Вооружались скрытно и кто чем мог — револьверами, старыми саблями, ножами-финками. Говорили, что немцы предоставят самоуправление, польскую милицию сохранят и вооружат ее по военному образцу.

Робейко, конечно, тут же вылез из подпечья; сбегал, записался. Сказала мне об этом Юзя. Она пришла ко мне в первый раз после свадьбы и, думаю, тайком от своего новоиспеченного молодого супруга.

Причина прихода:

— Тем, кто запишется в польскую милицию, потом будет хорошо, Матейка. Ты бы не хотел записаться?

— Где уж нам уж выйти замуж… — пошутил я.

А она, не то с гордостью, не то стыдясь чего-то, торопливо добавила шепотом:

— Через Ромуся можно устроить…

Раньше она никогда не называла его Ромусем, только Робейко. Мне стало смешно, я не сдержался и молча усмехнулся.

Она поняла. Гордо вскинула голову, выставила ногу вперед и сморщила нос. Я без слов посмотрел ей в глаза, глубоко-глубоко, на самое дно.

И она на мгновенье смешалась, захлопала-захлопала глазами — вот-вот заплачет.

Нет: круто повернулась и на ходу, и не оглянувшись, сильно хлопнула моими жиденькими, двустворчатыми, с тоненькими филенками, дверями… Вот тебе и Юзя!

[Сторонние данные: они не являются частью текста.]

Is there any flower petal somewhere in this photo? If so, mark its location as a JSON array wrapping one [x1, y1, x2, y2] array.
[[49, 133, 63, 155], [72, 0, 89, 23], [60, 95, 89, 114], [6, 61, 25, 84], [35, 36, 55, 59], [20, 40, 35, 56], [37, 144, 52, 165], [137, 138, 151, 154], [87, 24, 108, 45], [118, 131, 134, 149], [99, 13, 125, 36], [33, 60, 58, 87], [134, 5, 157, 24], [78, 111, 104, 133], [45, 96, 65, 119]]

Тонкая фанерная дверь еще продолжала трястись, когда пришла мать. Они встретились возле ворот, уже на улице, когда заплаканная Юзя выбегала с нашего двора.

Мать пожурила меня, зачем я опять ее обидел, вздохнула, что не Ромусю Робейко должна была достаться такая девушка да с такой мастерской…

Потом поплакала, что от отца вот уже три с половиной месяца нет писем. Может, хворает, может, что другое. А теперь вот, «как немцы заберут нас, польских, с божьей помощью под свою опеку», тогда и вовсе не будем имети от него никаких вестей…

Наконец сказала, что пани Будзилович послала ее ко мне просить, чтобы эту ночь я переночевал у них. Было это вечером 14 сентября, в воскресенье.

Я и пошел с ней.

Там уже была приготовлена для меня на веранде широкая скамья с волосяным матрацем и набитой соломой подушкой и лежало аккуратно сложенное на кресле-качалке старое байковое одеяльце.

Подали ужин… Съел я тарелочки четыре моего любимого картофельного супа со шкварками и кусочек отличной говядины весом с полкило. Варили, оказывается, специально для меня.

Видя мой хороший аппетит, пани Будзилович велела матери подать мне все, что осталось от обеда. Я не возражал. Съел две вкусные-вкусные котлеты на масле, со сладким салатом в сметане, а на закуску — глубокую тарелку клюквенного киселя, сладкого, как сахар, и с холодным молоком.

Наелся так, что кисель ел уже без хлеба. Где мне было знать, что разрешат добавку! Поэтому налег было на хлеб: умолол с полкило ситного и с полкило белого.

Ну и жадно же пил: опорожнил стаканов пять сладкого чаю с малиновым конфитюром. Мать еще и от себя угостила парой сушек и пряником — достала мне к чаю из своего сундучка.

Добавку получил по той простой причине, что пани Будзилович, отправив Болеся в Россию доучиваться, очень нервничала, поэтому ела мало. А тут еще, ожидая немцев» и вовсе потеряла аппетит: не удивительно, что от стола много оставалось.

Запомнил я этот ужин потому, во-первых, что моего заработка не хватало даже на еду, а во-вторых, так роскошно ел я в последний раз перед великим постом на долгие времена…

А ведь это была мне плата за тревожную ночь, которую я должен был провести у них, как страж господского имущества и жизней хозяев, хотя никакой тревогой, можно сказать, и не пахло.

И спал я неплохо. Начиналось новолуние, погода стояла теплая, в саду всю ночь поэтично стрекотали кузнечики, и под их музыку я уснул, всем довольный.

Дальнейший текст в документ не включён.